Mr. Maduro was unharmed but Mr. Rodriguez said seven National Guard soldiers were injured. “This was an assassination attempt, they tried to assassinate me,” Mr. Maduro said in a later televised address.

A little-known group called the “National Movement of Soldiers in T-shirts” claimed responsibility for the attack. In a series of posts on social media, the group said it had planned to fly two drones but that snipers shot them down.

Mr. Maduro named Colombian President Juan Manuel Santos as being behind the attack, but gave no evidence to back that up. “The name of Juan Manuel Santos is behind this attack ... the initial investigations point to Bogotá,” said Mr. Maduro.

A Colombian government source said Mr. Maduro’s allegation was ”absurd” and that Mr. Santos was celebrating his granddaughter's baptism on Saturday. “He is not thinking of anything else, least of all bringing down foreign governments,” the source said.

During the incident, Mr. Maduro was speaking about Venezuela’s economy in an address when audio of the live television coverage was suddenly cut off. Mr. Maduro and others on the podium looked up startled and the cameras panned to soldiers who had been lined up in formation in the street. Scores of them ran in panic away from one area.

‘Culprits are in U.S.’

Photographs on social media appeared to show bodyguards shielding Mr. Maduro with black bulletproof panels. A photograph also showed an injured military official clutching his bloody head and being held up by colleagues.

Mr.
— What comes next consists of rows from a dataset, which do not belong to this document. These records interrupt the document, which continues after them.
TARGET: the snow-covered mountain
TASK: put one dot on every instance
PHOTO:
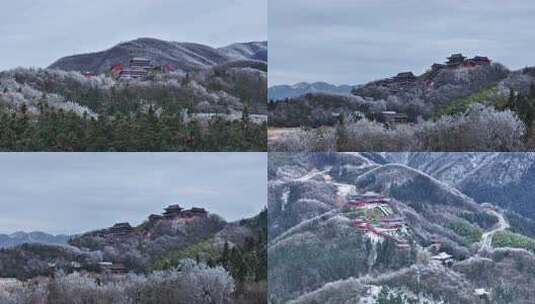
(320, 252)
(279, 92)
(504, 179)
(182, 56)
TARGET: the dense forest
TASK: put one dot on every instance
(58, 130)
(219, 109)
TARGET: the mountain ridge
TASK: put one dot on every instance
(279, 92)
(182, 56)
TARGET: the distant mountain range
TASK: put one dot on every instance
(279, 92)
(435, 93)
(19, 238)
(182, 56)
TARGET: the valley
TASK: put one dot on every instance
(364, 228)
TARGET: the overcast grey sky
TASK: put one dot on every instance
(78, 192)
(38, 32)
(356, 41)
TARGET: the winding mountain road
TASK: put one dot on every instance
(486, 238)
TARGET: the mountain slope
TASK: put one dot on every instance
(185, 57)
(320, 253)
(279, 92)
(503, 179)
(19, 238)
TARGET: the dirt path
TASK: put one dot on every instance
(486, 238)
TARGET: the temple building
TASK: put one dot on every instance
(444, 258)
(405, 77)
(455, 60)
(141, 63)
(194, 212)
(173, 211)
(121, 228)
(392, 118)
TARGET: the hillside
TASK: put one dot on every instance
(158, 243)
(184, 57)
(279, 92)
(503, 179)
(363, 228)
(219, 107)
(438, 92)
(18, 238)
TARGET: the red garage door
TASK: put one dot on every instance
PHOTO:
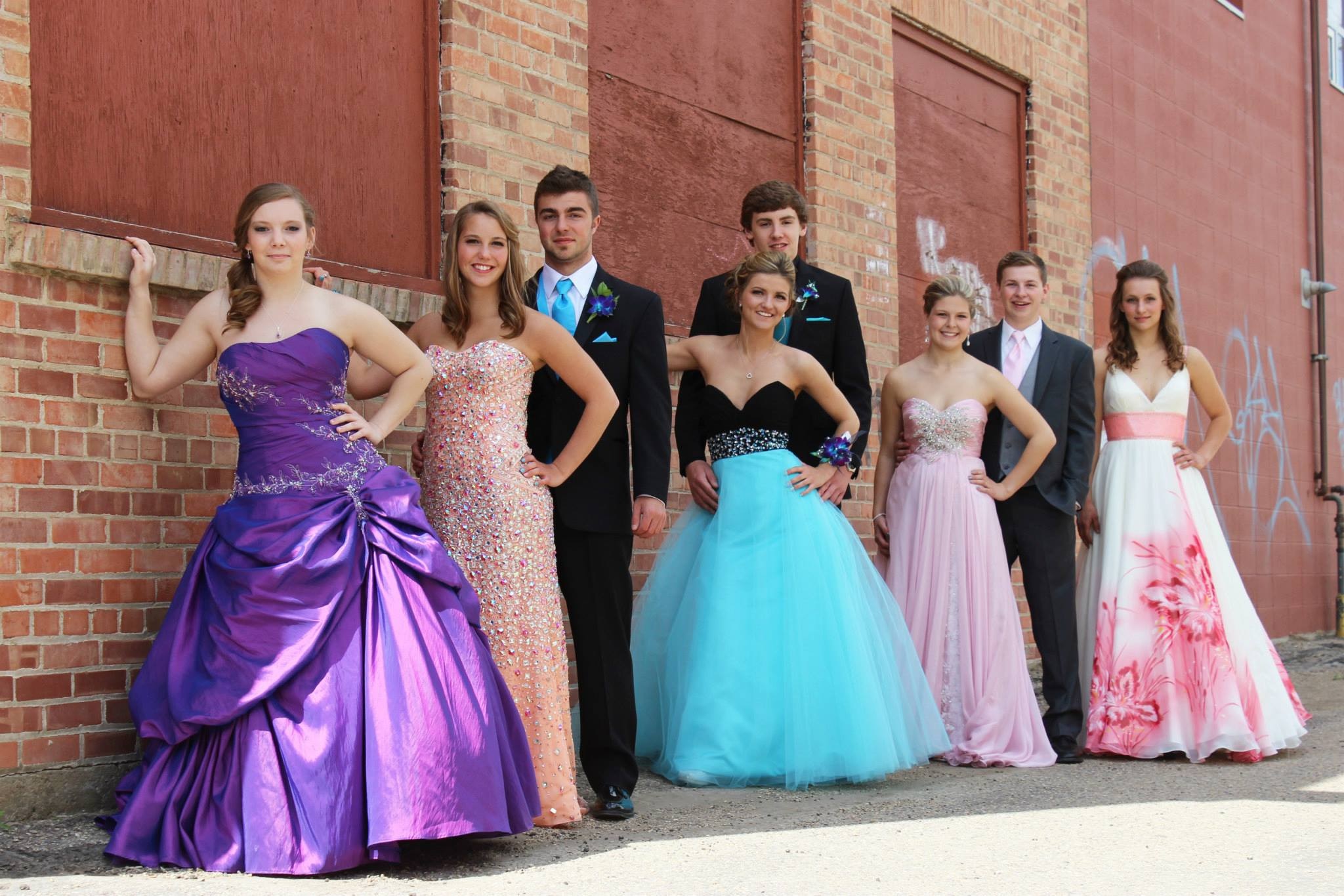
(960, 173)
(692, 102)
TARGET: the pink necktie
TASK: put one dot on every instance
(1017, 361)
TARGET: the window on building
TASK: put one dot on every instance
(1335, 38)
(155, 117)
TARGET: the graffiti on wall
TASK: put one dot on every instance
(1113, 250)
(933, 239)
(1258, 434)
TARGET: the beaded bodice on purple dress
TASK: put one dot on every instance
(320, 688)
(278, 397)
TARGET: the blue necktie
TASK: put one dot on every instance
(562, 310)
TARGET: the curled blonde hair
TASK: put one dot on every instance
(774, 264)
(456, 311)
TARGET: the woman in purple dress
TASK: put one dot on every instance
(322, 688)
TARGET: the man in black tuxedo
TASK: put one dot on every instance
(620, 325)
(1055, 373)
(824, 324)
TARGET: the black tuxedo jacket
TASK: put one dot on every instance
(827, 329)
(632, 354)
(1065, 397)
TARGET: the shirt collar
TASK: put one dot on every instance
(1032, 333)
(582, 280)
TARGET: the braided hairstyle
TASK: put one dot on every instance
(1122, 352)
(456, 311)
(766, 262)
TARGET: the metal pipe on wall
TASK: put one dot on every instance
(1319, 245)
(1318, 292)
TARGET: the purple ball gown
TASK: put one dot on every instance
(322, 688)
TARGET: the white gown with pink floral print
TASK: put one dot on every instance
(1173, 656)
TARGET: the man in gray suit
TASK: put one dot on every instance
(1055, 373)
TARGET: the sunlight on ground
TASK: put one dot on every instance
(1163, 847)
(1328, 786)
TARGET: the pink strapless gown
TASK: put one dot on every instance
(949, 574)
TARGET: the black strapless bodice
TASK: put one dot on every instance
(761, 425)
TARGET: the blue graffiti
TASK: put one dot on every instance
(1260, 436)
(1258, 432)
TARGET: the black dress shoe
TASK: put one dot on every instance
(1066, 751)
(613, 805)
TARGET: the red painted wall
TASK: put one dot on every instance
(1200, 157)
(691, 104)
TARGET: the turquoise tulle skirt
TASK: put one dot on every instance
(768, 649)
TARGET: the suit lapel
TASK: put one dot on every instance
(1046, 356)
(803, 275)
(530, 289)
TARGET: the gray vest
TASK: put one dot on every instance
(1014, 442)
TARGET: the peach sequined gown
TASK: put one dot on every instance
(499, 528)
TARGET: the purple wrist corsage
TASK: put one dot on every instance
(836, 451)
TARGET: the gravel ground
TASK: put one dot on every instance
(1104, 826)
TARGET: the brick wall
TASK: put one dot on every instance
(514, 98)
(850, 137)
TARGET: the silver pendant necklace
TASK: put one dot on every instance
(751, 367)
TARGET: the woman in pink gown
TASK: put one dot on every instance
(1173, 656)
(484, 492)
(934, 519)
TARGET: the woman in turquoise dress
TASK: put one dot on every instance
(768, 649)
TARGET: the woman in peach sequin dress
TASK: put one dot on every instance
(486, 493)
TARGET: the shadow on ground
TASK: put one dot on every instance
(72, 845)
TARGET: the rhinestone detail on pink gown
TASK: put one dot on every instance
(499, 528)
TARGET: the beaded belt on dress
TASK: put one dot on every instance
(746, 441)
(1144, 425)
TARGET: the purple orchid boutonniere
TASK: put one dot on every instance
(602, 302)
(807, 295)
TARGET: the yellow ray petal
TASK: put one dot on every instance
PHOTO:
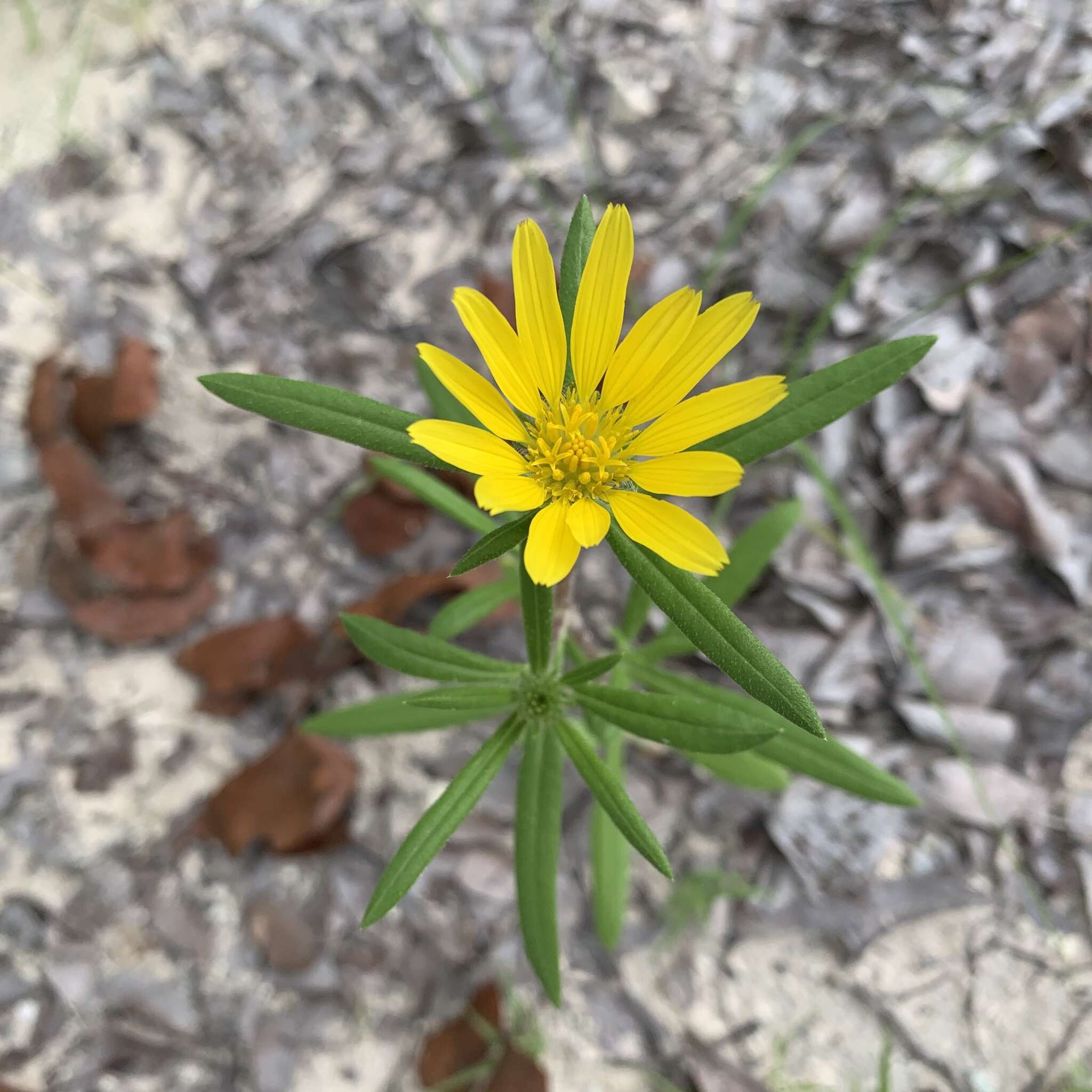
(508, 493)
(601, 300)
(475, 392)
(709, 414)
(589, 522)
(654, 340)
(718, 330)
(501, 350)
(688, 474)
(537, 311)
(667, 530)
(552, 551)
(471, 449)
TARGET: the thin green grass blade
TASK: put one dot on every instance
(439, 823)
(537, 842)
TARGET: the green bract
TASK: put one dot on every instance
(755, 738)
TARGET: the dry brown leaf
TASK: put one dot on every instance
(458, 1045)
(165, 555)
(240, 661)
(47, 405)
(133, 620)
(294, 800)
(93, 410)
(501, 292)
(135, 386)
(84, 503)
(517, 1073)
(383, 519)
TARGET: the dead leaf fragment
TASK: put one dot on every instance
(295, 799)
(458, 1045)
(84, 503)
(242, 661)
(132, 620)
(381, 520)
(47, 405)
(517, 1073)
(135, 386)
(165, 555)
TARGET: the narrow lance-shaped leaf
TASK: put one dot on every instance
(439, 823)
(537, 840)
(747, 769)
(537, 605)
(608, 791)
(422, 655)
(435, 493)
(444, 403)
(826, 760)
(506, 537)
(751, 555)
(609, 853)
(822, 398)
(472, 606)
(387, 716)
(483, 698)
(591, 671)
(689, 724)
(716, 630)
(578, 246)
(325, 410)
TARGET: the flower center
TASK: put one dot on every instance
(575, 450)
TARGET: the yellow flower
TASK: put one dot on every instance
(573, 452)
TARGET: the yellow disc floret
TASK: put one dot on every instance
(575, 451)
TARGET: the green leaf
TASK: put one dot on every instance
(483, 698)
(609, 852)
(507, 536)
(823, 759)
(746, 769)
(689, 724)
(444, 403)
(825, 396)
(472, 606)
(420, 654)
(439, 823)
(435, 493)
(614, 799)
(383, 717)
(590, 671)
(578, 245)
(537, 840)
(537, 604)
(751, 555)
(324, 410)
(717, 631)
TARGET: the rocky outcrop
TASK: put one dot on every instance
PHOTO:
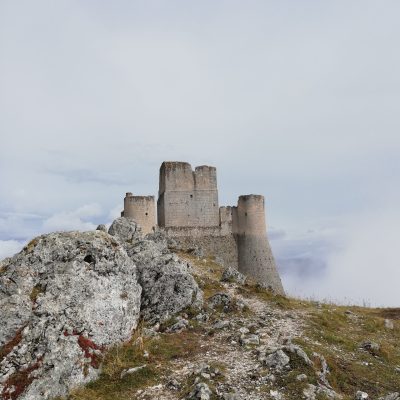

Maduro said initial investigations indicated that “several of those intellectually responsible and the financiers of this attack live in the United States, in the State of Florida”. He called on U.S. President Donald Trump to “fight these terrorist groups.”

A senior State Department official said: “We’ve heard the reports coming out of Venezuela. We are carefully following the situation.”

Last year, a rogue Venezuelan police officer hijacked a helicopter and fired at government buildings in what he said was an action against a dictator. The officer was hunted down and killed by Venezuelan forces.

National Security Adviser John Bolton denied that the U.S. was behind the drone blast. “I can say unequivocally there is no U.S. government involvement in this at all,” Mr. Bolton told “Fox News Sunday”.

He suggested that the Maduro government could be behind the explosion, citing widespread corruption and oppression in Venezuela. “It could be a lot of things from a pretext set up by the Maduro regime itself to something else,” Mr. Bolton said, adding that there were no Americans injured in the blast.

“If the government of Venezuela has hard information that they want to present to us that would show a potential violation of U.S. criminal law, we will take a serious look at it,” he added.